In [None]:
# !pip install mapclassify
# !pip install geopandas

In [None]:
import zipfile
from zipfile import ZipFile

import matplotlib
%matplotlib inline

import geopandas as gpd
import mapclassify

import pandas as pd

# Learning objectives

1. Understand geospatial data in Python
2. Download map of USA and plot it; do the same thing with States and California counties
3. Learn how to join population data with the spatial-geometric data

# Introduction to geospatial data in Python

"[GeoPandas](https://geopandas.org/) is an open source project to make working with geospatial data in python easier. GeoPandas extends the datatypes used by pandas to allow spatial operations on geometric types. Geometric operations are performed by shapely. Geopandas further depends on fiona for file access and descartes and matplotlib for plotting."
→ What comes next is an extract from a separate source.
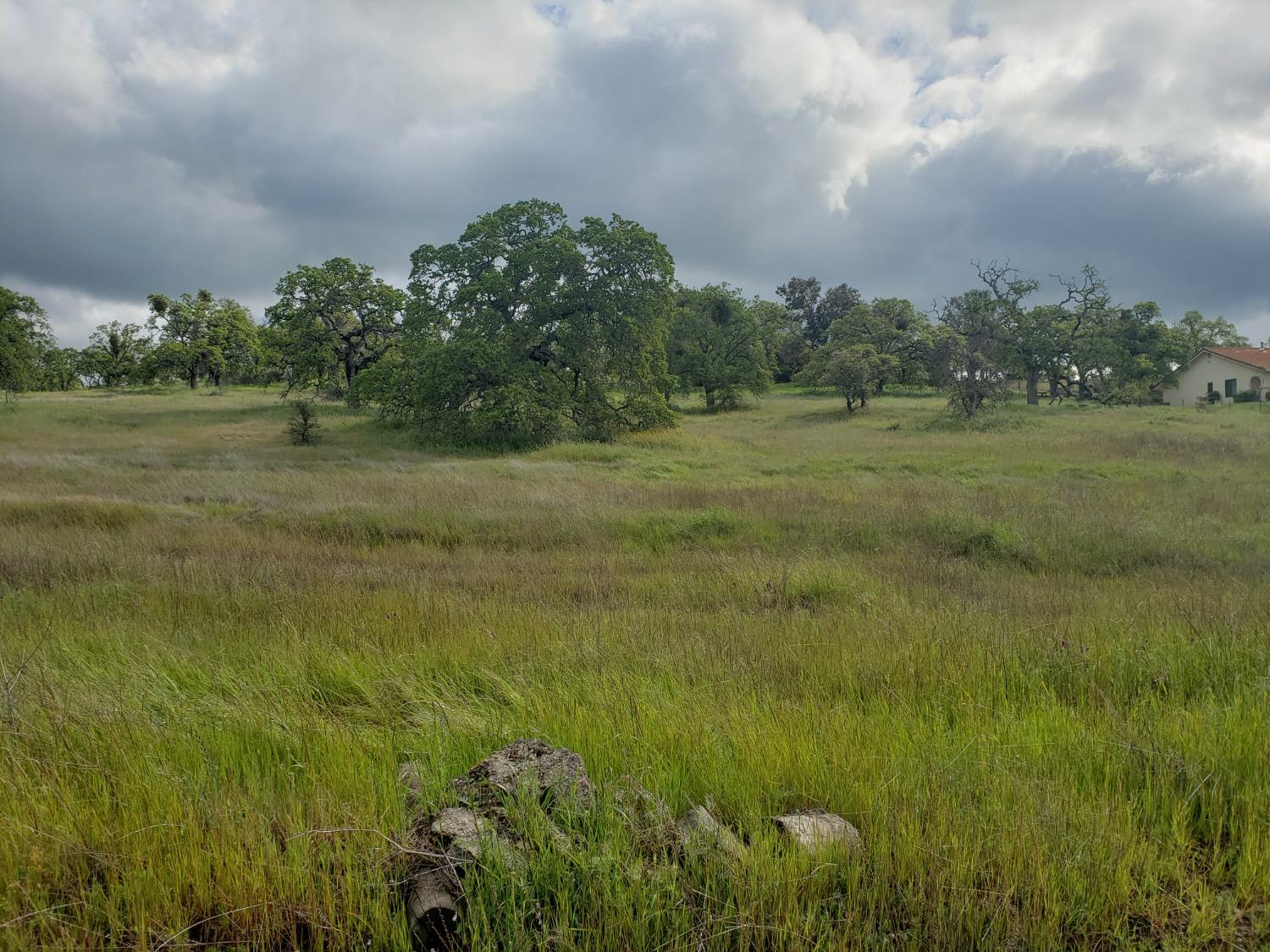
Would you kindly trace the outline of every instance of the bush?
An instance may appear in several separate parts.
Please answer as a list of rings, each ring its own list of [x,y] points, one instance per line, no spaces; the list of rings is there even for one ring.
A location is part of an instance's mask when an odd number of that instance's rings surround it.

![geo1](../../Img/Geo1.png)

![geo2](../../Img/Geo2.png)

![geo3](../../Img/Geo3.png)

![geo4](../../Img/Geo4.png)

![geo5](../../Img/Geo5.png)

![geo6](../../Img/Geo6.png)

![geo7](../../Img/Geo7.png)

![geo8](../../Img/Geo8.png)

![geo9](../../Img/Geo9.png)

![geo10](../../Img/Geo10.png)

![geo11](../../Img/Geo11.png)

![geo12](../../Img/Geo12.png)

# DIVA (Data-Interpolating Variational Analysis)

[DIVA-GIS](https://www.diva-gis.org/gdata) is an excellent website for downloading free geographic (GIS) data for any country in the world. The [DIVA-GIS software manual](https://www.diva-gis.org/docs/DIVA-GIS_manual_7.pdf) is worth a read as well. 

### USA example
1. Create a folder named USA (or whatever country/state/region you are working with) in your DIGHUM101-2019 directory (this has already been done for you)
2. Visit [DIVA-GIS](https://www.diva-gis.org/gdata) and select "United States" from the "Country" dropdown menu
3. Select "Administrative Areas" from the "Subject" dropdown menu
4. Click "OK"
5. Click "Download"

### Unzip the file!

In [None]:
# Define a variable for the ZipFile function that contains the path to the zip file 
# NOTE: you may have to change your file paths to match
zf = ZipFile("/Users/evan.admin/Desktop/DIGHUM101-2020/Data/Geo/USA_adm.zip", "r")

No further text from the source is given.